Transform function of MTBL ETL pipeline. The script needs to ingest x6 .json files and combine data. Compute wRAA and VORP for relative comparisons, among other activities.
This script serves the transform function of the ETL Pipeline that depends on cleaned data from the Extract process. Inputs for this process include:
- lg_managers.json
- League Managers: sourced from ESPN; has the league managers' information
- lg_rosters.json
- League Rosters: sourced from ESPN; has the rosters in a json dictionary. Players stored as ESPNID strings.

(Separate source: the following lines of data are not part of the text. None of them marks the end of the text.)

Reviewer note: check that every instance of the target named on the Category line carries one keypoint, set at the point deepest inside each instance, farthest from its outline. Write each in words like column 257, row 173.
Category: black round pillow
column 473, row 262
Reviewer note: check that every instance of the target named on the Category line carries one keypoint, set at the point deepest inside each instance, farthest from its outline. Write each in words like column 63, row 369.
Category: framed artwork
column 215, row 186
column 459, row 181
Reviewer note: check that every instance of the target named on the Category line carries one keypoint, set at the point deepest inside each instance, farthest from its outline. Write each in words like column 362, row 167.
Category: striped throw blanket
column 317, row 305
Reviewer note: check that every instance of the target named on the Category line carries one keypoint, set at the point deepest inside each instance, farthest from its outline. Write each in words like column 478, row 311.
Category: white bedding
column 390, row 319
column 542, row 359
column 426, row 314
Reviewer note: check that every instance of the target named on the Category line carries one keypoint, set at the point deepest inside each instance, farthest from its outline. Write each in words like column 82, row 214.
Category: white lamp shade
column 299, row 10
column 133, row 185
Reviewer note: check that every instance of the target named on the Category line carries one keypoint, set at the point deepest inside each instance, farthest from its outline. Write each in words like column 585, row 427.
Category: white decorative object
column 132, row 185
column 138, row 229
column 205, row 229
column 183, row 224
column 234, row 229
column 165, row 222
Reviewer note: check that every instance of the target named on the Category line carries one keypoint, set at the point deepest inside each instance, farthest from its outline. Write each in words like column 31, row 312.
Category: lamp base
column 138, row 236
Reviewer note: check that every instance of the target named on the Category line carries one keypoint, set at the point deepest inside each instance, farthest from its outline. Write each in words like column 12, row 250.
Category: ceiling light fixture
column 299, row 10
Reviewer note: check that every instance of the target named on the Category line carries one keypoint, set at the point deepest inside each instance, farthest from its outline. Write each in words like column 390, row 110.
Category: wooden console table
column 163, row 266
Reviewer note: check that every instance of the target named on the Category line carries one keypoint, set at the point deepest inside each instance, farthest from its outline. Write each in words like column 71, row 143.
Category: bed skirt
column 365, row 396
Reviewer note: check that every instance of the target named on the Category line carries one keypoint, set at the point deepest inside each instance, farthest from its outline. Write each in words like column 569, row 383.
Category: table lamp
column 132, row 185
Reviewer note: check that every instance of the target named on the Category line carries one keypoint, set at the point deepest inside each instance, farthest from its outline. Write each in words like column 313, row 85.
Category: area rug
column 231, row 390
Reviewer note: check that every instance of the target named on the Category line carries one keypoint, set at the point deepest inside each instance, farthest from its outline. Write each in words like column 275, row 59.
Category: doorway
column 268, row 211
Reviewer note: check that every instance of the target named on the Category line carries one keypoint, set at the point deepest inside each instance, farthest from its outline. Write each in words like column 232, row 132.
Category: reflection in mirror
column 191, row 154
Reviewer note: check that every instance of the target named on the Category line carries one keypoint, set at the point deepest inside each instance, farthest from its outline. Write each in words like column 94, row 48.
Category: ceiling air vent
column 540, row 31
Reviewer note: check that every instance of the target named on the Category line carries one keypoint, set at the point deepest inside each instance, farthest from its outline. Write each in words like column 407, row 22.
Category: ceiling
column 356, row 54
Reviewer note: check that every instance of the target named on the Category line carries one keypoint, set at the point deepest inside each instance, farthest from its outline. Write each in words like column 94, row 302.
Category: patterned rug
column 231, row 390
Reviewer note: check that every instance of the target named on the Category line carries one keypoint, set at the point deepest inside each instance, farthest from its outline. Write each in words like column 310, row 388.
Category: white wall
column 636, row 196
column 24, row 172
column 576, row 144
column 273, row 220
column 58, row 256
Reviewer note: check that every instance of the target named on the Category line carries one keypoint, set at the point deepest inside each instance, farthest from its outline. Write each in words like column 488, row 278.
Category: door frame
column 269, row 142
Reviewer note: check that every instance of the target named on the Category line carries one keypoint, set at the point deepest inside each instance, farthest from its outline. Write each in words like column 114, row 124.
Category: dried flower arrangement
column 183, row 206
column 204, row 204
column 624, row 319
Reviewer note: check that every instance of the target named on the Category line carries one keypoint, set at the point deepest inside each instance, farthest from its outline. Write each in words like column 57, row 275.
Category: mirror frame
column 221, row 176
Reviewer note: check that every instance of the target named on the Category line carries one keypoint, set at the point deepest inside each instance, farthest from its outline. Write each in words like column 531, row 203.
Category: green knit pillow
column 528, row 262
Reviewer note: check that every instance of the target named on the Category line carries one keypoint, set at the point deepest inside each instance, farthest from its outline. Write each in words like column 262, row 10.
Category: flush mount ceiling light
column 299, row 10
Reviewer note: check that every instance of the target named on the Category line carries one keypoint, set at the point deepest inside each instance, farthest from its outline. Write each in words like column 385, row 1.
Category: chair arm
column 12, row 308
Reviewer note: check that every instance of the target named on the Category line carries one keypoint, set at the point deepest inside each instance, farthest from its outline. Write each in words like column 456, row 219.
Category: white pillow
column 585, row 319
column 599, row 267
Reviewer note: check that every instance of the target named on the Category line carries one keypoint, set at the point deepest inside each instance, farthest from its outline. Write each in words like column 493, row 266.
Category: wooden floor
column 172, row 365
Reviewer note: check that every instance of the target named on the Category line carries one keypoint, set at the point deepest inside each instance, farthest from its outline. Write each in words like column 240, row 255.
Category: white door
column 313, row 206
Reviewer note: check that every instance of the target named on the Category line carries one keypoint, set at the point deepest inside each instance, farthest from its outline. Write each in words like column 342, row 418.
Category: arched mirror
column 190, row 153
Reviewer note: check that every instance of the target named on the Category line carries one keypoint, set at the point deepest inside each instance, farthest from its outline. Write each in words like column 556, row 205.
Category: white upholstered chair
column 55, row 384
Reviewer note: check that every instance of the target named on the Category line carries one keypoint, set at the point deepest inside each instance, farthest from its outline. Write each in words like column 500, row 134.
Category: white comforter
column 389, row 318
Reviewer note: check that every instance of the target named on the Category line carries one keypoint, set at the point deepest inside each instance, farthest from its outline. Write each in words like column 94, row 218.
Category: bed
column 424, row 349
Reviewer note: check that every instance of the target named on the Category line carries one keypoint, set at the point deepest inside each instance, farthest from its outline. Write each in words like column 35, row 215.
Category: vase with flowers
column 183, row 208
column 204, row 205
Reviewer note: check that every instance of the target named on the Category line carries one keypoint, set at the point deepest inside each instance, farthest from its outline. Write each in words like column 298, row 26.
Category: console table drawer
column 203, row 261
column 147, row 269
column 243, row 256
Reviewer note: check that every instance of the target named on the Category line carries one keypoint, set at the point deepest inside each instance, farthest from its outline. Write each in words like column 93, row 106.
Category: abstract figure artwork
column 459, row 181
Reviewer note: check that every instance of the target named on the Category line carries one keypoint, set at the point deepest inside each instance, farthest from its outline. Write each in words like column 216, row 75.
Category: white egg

- espn_player_universe.json
- ESPN Player Universe: has OVR rank, eligible positions, and category Player Rater data.
- bats_fg.csv
- Hitter RoS Projections: sourced from Fangraphs, combined from multiple RoS projections
- bats_stats.csv
- Hitter Season Stats: sourced from Frangraphs, standard/advanced stats.
- arms_fg.csv
- Pitcher RoS Projections: sourced from Fangraphs, combined from multiple RoS projections
- arms_stats.csv
- Pitcher Season Stats: sourced from Frangraphs (QS data sourced from Baseball-Reference, standard/advanced stats).
- arms_savant.csv
- Pitcher Arsenal Stats: sourced from Savant 'Pitcher Arsenal Leaderboard'. Broken down by pitch type with Wiff% info.
This will output 2x .json files for Hitters/Pitchers. It will have all current/projection data combined, with VORP computed
- bats_mtbl.json
- arms_mtbl.json
Converting the raw data into a pandas Dataframe object and indexing on playerid
yeilded ~ 260x performance increase.